Все спят. Дети за занавеской, Стеша — за спиной. Федорович пристроился у стола, макает в «непроливашку» перышко и пишет:

«Какой социализм? Да неравенство людей установлено природой. Все люди от рождения разные. Уравнения способностей, страсти к труду, предприимчивости, всех прочих качеств быть не может. Люди могут быть равны только перед законом…»

Спешит перо, царапает, цепляет бумагу.

Федорович внезапно встал. Оглянулся с тревогой: не побудил ли кого. Привык один, волком…

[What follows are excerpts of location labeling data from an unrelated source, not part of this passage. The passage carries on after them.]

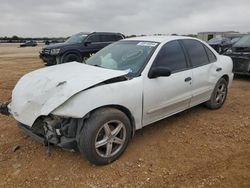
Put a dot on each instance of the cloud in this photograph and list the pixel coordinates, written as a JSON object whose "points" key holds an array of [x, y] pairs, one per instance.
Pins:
{"points": [[63, 17]]}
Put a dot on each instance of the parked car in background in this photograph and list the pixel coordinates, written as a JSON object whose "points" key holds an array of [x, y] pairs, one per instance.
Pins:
{"points": [[234, 40], [240, 53], [220, 44], [78, 47], [31, 43], [96, 107]]}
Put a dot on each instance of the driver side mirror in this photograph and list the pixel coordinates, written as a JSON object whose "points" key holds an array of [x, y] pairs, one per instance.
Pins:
{"points": [[159, 72]]}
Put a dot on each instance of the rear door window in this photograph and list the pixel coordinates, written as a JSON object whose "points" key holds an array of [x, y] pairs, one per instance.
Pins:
{"points": [[196, 52], [171, 56], [212, 58], [94, 38]]}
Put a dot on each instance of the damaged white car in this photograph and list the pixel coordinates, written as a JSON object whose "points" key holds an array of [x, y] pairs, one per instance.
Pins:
{"points": [[96, 107]]}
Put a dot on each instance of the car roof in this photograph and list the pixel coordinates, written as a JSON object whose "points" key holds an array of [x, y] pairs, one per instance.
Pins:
{"points": [[159, 39], [88, 33]]}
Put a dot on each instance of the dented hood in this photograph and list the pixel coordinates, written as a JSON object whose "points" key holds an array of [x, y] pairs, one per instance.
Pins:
{"points": [[41, 91]]}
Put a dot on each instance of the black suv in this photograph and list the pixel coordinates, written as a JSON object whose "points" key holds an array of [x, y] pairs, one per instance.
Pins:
{"points": [[78, 47]]}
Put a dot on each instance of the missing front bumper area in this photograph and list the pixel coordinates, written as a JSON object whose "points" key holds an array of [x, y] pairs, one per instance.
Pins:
{"points": [[53, 131]]}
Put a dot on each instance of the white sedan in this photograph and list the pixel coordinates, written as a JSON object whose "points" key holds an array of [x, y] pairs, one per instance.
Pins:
{"points": [[96, 107]]}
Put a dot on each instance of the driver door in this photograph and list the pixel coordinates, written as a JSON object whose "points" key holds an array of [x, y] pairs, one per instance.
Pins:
{"points": [[164, 96]]}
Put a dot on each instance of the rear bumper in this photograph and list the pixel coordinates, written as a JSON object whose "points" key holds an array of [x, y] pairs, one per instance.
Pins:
{"points": [[241, 65]]}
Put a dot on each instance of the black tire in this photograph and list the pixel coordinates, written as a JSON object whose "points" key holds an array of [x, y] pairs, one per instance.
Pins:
{"points": [[219, 95], [93, 141], [71, 57]]}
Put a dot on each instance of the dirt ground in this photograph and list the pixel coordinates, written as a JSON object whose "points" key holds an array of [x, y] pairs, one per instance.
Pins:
{"points": [[196, 148]]}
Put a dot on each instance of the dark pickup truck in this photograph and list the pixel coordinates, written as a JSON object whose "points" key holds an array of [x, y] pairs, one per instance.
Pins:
{"points": [[240, 54], [78, 47]]}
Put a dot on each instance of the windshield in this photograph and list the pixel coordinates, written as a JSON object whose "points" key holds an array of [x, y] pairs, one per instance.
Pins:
{"points": [[124, 55], [75, 39], [243, 42]]}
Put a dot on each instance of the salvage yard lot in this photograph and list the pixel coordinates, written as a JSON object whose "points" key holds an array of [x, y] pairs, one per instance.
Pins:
{"points": [[196, 148]]}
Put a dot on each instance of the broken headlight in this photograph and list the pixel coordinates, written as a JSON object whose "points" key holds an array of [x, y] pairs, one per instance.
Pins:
{"points": [[55, 51]]}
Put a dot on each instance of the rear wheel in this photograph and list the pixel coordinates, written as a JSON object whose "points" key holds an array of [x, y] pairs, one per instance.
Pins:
{"points": [[71, 57], [219, 95], [104, 136]]}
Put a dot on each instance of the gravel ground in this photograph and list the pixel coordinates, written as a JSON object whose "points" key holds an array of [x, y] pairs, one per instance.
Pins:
{"points": [[196, 148]]}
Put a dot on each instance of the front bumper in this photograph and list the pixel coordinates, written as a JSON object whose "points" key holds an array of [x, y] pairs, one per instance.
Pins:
{"points": [[48, 136]]}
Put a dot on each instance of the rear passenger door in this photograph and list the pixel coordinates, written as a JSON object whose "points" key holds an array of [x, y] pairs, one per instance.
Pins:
{"points": [[164, 96], [201, 59]]}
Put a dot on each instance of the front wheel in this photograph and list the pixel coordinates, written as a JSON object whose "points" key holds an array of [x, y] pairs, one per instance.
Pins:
{"points": [[219, 95], [104, 136]]}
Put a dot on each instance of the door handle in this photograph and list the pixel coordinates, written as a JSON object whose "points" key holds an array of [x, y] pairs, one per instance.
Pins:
{"points": [[188, 79], [219, 69]]}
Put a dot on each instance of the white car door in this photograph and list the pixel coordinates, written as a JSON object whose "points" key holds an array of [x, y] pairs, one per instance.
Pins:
{"points": [[204, 70], [164, 96]]}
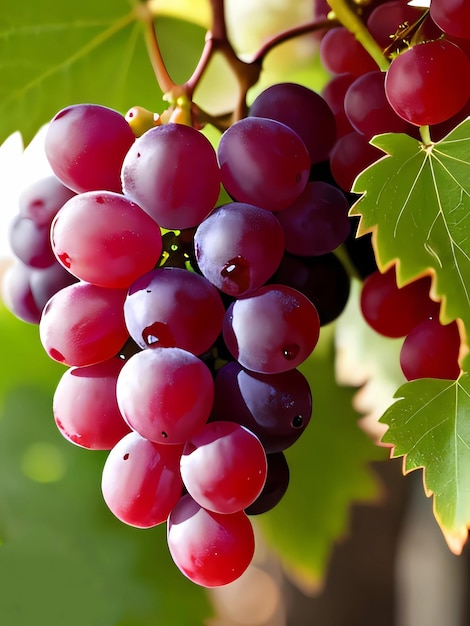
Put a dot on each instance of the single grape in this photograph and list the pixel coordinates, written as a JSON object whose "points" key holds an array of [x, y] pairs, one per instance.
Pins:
{"points": [[85, 406], [424, 84], [452, 16], [105, 239], [238, 247], [341, 52], [277, 482], [323, 279], [387, 18], [141, 482], [30, 242], [303, 110], [172, 307], [171, 171], [17, 295], [85, 145], [263, 162], [211, 549], [272, 330], [317, 222], [276, 407], [83, 324], [165, 394], [368, 109], [223, 467], [431, 350], [394, 311]]}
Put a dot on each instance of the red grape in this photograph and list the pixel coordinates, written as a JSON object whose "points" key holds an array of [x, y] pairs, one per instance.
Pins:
{"points": [[211, 549], [426, 83]]}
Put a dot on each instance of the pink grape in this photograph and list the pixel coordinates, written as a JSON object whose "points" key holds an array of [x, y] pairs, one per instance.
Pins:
{"points": [[165, 394], [452, 16], [83, 324], [238, 247], [424, 84], [271, 330], [317, 222], [141, 482], [172, 307], [341, 52], [85, 145], [211, 549], [263, 162], [85, 406], [105, 239], [394, 311], [224, 467], [171, 171]]}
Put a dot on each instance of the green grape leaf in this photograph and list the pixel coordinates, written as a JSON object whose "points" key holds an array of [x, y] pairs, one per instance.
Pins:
{"points": [[64, 558], [416, 202], [429, 427], [53, 54], [329, 467]]}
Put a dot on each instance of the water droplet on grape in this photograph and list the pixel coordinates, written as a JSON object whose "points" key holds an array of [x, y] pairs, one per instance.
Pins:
{"points": [[158, 335], [237, 271], [291, 351], [65, 259]]}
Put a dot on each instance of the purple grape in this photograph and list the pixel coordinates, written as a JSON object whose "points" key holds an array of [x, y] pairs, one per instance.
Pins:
{"points": [[323, 279], [172, 307], [277, 482], [303, 110], [238, 247], [275, 407]]}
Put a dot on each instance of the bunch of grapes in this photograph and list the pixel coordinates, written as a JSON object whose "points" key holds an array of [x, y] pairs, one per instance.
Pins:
{"points": [[184, 318], [183, 285]]}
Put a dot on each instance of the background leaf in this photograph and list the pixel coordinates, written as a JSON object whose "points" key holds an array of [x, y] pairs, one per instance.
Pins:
{"points": [[429, 426], [53, 54], [417, 203], [330, 470]]}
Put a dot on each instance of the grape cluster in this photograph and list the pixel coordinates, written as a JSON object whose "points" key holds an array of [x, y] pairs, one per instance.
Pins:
{"points": [[423, 85], [430, 349], [193, 277]]}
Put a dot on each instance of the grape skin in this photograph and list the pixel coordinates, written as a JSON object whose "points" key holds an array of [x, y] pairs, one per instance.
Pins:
{"points": [[141, 483], [424, 84], [223, 467], [211, 549]]}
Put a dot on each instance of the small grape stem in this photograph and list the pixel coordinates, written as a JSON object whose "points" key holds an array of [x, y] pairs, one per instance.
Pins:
{"points": [[161, 73], [350, 20]]}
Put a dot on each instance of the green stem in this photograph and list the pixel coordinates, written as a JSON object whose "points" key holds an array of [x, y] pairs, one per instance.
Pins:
{"points": [[164, 80], [350, 20]]}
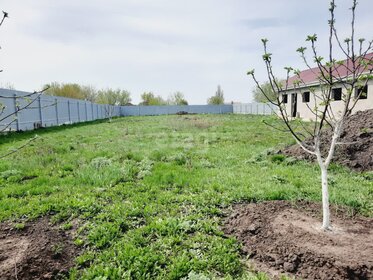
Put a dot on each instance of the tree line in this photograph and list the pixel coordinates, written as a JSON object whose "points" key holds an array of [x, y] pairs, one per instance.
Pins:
{"points": [[121, 97]]}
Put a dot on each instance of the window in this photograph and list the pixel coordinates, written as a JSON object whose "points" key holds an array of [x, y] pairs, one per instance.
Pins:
{"points": [[361, 92], [285, 98], [337, 94], [306, 97]]}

Подошел к окну. Луна светит. Мороз заплел окно узорами. Лунно-светло за ними. Далеко видать.

Вот и вышла луна. Высветит стрелкам железного адмирала. Густо льет свет. Не ошибутся, возьмут цель. Ляжет верховная белая власть.

Льет, льет свет. Мерцают снега, лед на удулах Ангары, сотни стекол в окнах домов, и с ними — еще одно: за мохнатыми белыми прутьями…

Председатель губчека взобрался на подушки стула (они горкой на стуле), без подушек несподручно — аж в подбородок стол.

21 в списке… и Черепанов тут же. Вчера поименно докладывал о каждом на заседании ревкома: уточняли список. На Черепанова свой счет у Семена Григорьевича.

Расстрел не задача. Всех нужно отконвоировать к проруби — и чтоб ни следа, под лед золотопогонников.

А забот! И ни одна не ждет. В разрыв жизнь, мать твою!

Товарищ Чудновский ухмыляется на дверь: все тот же, дружинник из Перми присочинил же ругательство: «А ну тебя в японо-матерь!» И на тебе: уж вся тюрьма, точнее, охрана, чешет таким манером. И вспомнил фамилию: Ходарев! Да завзятый балагур! Где он, там и смех. Истории, похабные и веселые, так и сыпятся. Солдат аж с 1914 г. — седьмой год под ружьем. От Колчака ушел два месяца назад. Мудрый мужик…

По Ильичу это, все верно: с массами жить, у масс учиться, знать и понимать нужды масс.

Занимается председатель губчека делами, а сам ловит ухом выстрелы: щупает Войцеховский окраины. Кабы не полыхнул навстречу мятеж. Самое время для подполья. Но не должно этого быть! Ведь поработали с Косухиным, почистили гнезда.

В эту зиму свирепых метелей и стуж узоры особенно затейливо покрыли окна. Всю жизнь удивляет и радует Семена Григорьевича данное явление природы: спрыгнет с подушек, подойдет к окну — и любуется.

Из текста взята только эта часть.